The National Ignition Facility (NIF), currently under construction at the University of California's Lawrence Livermore National Laboratory, is a stadium-sized facility containing a 192-beam, 1.8-MJ, 500-TW, 351-nm laser system and a 10-m-diam target chamber with room for nearly 100 experimental diagnostics. NIF is being built by the National Nuclear Security Administration and when completed will be the world's largest laser experimental system, providing a national center to study inertial confinement fusion and the physics of matter at extreme energy densities and pressures. NIF will provide 192 energetic laser beams that will compress small fusion targets to conditions where they will ignite and burn, liberating more energy than is required to initiate the fusion reactions. NIF experiments will allow the study of physical processes at temperatures approaching 100 million K and 100 billion times atmospheric pressure. These conditions exist naturally only in the interior of stars and in nuclear weapons explosions.

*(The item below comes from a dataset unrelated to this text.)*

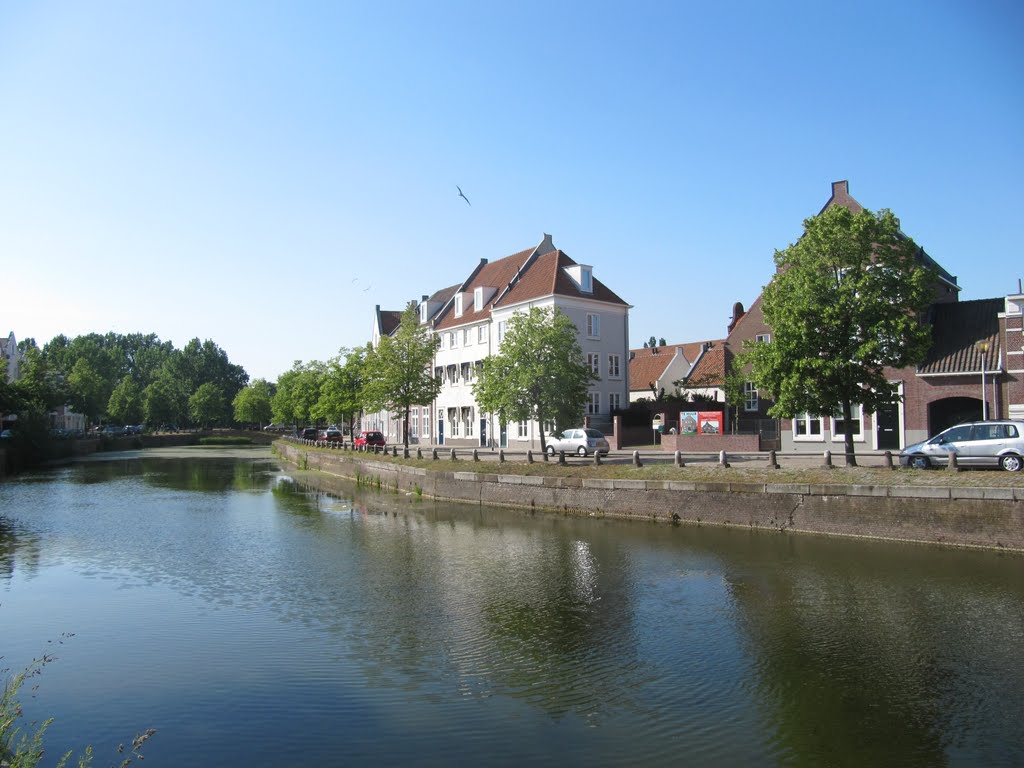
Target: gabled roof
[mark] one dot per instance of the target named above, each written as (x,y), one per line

In the course of designing the world's most energetic laser system, a number of significant technology breakthroughs have been achieved. Research is also underway to develop a shorter pulse capability on NIF for very high power and extreme electromagnetic field research and applications. We discuss here the technology challenges and solutions that have made NIF possible, along with enhancements to NIF's design that could lead to near-exawatt power levels.